Covid and the Church of England’s retreat

Jan 4, 2023 by

by Ben Phillips, Artillery Row:

Parishioners were ill-served by the Church’s pandemic response.

[…]  In those weird and strange days, where our collective mortality was starkly apparent, where did the Church go? For most, that means their local church, not archbishops or bishops or national or diocesan structures — and I must acknowledge that there were clergy, like many in the wider population, who needed to be shielded. In preparing and sharing guidance, the level of risk for both clergy and parishioners had to be balanced, but its guidance did give creative leeway, more so as we learnt more about COVID. Some churches found ingenious ways to engage not only with their faithful, but with the wider community. Many did not, retreating ever further in on themselves.

A faith system built on presence, on sacrifice and martyrdom, withdrew behind the locked tied-house door. In many cases it did so happily, relieved that the decision was not its own. The reality is that Covid accelerated a retreat long experienced by many within the church. Whilst there are many instances of clergy who worked hard to keep in touch with vulnerable parishioners, it is more common to hear the refrain “we never heard from or saw the Vicar”. Instances of clergy quickly having to learn how to “use email” sound archaic, but many had no experience of IT as a means of communicating, let alone of deploying it successfully in mission and ministry. Much has already been written on Virtual Worship, with both successes and mishaps well documented. Whilst some clergy took to this “Virtual Ministry” like oddly shaped ducks to water, many of those receiving it felt a loss and disconnection.

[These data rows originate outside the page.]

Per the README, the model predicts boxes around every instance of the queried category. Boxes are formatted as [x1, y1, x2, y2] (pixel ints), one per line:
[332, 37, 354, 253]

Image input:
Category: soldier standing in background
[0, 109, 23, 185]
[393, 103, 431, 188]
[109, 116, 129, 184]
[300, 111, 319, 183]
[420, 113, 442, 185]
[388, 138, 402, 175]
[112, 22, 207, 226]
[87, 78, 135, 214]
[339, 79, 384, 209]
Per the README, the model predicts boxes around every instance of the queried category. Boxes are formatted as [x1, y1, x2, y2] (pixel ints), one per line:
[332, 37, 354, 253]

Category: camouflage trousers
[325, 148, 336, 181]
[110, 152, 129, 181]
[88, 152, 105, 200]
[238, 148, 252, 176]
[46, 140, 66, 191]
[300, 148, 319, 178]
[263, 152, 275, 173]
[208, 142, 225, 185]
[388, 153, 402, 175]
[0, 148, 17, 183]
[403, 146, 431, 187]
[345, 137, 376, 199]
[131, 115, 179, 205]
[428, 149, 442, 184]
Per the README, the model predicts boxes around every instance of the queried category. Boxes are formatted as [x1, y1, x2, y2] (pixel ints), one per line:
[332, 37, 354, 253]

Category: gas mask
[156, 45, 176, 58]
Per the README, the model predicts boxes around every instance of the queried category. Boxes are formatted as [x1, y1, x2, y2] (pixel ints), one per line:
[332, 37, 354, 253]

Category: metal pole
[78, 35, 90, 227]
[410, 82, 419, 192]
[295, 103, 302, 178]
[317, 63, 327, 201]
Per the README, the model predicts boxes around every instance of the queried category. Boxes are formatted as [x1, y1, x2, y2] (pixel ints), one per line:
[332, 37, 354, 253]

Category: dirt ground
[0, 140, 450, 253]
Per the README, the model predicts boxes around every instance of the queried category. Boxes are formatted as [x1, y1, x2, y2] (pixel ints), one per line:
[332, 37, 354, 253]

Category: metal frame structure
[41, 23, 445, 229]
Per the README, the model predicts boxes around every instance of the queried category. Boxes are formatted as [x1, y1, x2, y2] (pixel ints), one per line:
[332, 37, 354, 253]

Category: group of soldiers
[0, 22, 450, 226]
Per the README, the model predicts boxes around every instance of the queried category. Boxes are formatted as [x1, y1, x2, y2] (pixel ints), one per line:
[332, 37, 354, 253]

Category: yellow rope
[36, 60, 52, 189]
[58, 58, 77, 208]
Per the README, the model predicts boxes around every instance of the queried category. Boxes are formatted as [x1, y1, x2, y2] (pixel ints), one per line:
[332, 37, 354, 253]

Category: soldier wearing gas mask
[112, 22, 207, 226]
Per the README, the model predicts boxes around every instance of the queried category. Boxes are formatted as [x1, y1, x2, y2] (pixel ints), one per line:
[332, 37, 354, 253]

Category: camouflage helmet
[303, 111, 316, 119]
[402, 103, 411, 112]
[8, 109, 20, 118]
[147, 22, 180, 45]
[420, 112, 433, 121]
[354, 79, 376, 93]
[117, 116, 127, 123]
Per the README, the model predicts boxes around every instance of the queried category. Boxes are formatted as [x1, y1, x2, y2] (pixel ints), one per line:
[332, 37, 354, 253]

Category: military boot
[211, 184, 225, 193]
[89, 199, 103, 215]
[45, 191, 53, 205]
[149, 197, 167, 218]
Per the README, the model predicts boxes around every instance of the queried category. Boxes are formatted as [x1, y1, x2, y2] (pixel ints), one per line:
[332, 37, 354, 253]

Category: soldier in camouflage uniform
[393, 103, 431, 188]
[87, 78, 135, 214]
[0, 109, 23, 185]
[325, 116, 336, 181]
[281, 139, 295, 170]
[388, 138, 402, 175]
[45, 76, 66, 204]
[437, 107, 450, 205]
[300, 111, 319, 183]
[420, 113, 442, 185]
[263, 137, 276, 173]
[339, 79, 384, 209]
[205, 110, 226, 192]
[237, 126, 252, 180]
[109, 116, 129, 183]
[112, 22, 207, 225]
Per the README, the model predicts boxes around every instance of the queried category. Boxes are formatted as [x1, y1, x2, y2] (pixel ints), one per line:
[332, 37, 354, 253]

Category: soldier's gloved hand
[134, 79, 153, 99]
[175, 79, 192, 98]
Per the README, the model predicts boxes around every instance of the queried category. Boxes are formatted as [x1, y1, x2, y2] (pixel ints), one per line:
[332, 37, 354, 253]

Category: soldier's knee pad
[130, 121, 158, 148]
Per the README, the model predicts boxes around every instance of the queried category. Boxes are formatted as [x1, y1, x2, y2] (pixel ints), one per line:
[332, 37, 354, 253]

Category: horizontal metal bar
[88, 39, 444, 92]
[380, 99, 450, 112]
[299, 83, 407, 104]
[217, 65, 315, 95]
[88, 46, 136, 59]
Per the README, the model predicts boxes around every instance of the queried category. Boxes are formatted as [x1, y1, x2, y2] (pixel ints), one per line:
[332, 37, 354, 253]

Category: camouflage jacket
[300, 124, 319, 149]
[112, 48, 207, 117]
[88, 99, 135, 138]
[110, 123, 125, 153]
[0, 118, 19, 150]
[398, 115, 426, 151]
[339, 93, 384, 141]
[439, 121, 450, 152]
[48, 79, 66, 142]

As “physical ministry” has resumed, parishes have found that long-standing parishioners never returned. The reason to get up and go on Sunday had gone. People simply found, having not heard from their clergy or lay leaders, that they had better things to do.

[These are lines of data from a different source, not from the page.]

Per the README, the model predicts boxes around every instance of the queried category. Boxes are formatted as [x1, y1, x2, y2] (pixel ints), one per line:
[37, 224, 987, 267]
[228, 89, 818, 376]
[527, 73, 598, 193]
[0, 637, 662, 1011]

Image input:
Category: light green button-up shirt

Clergy and church councils happily retreated behind the guidance, however confused it became at times (the rise and fall of “Fogging Machines” being one example — central church guidance culling it in December 2020). The guidance was seen as the maximum that could be attempted. Creativity, at a low ebb in all parts of the church, was and is viewed as a risk. One priest commented to me recently that any sort of creative challenge to complete closure during COVID was taken by his colleagues as an open desire to kill parishioners. To mis-quote Isaiah, where there is risk aversion, the people perish.

What we saw in that retreat was failure.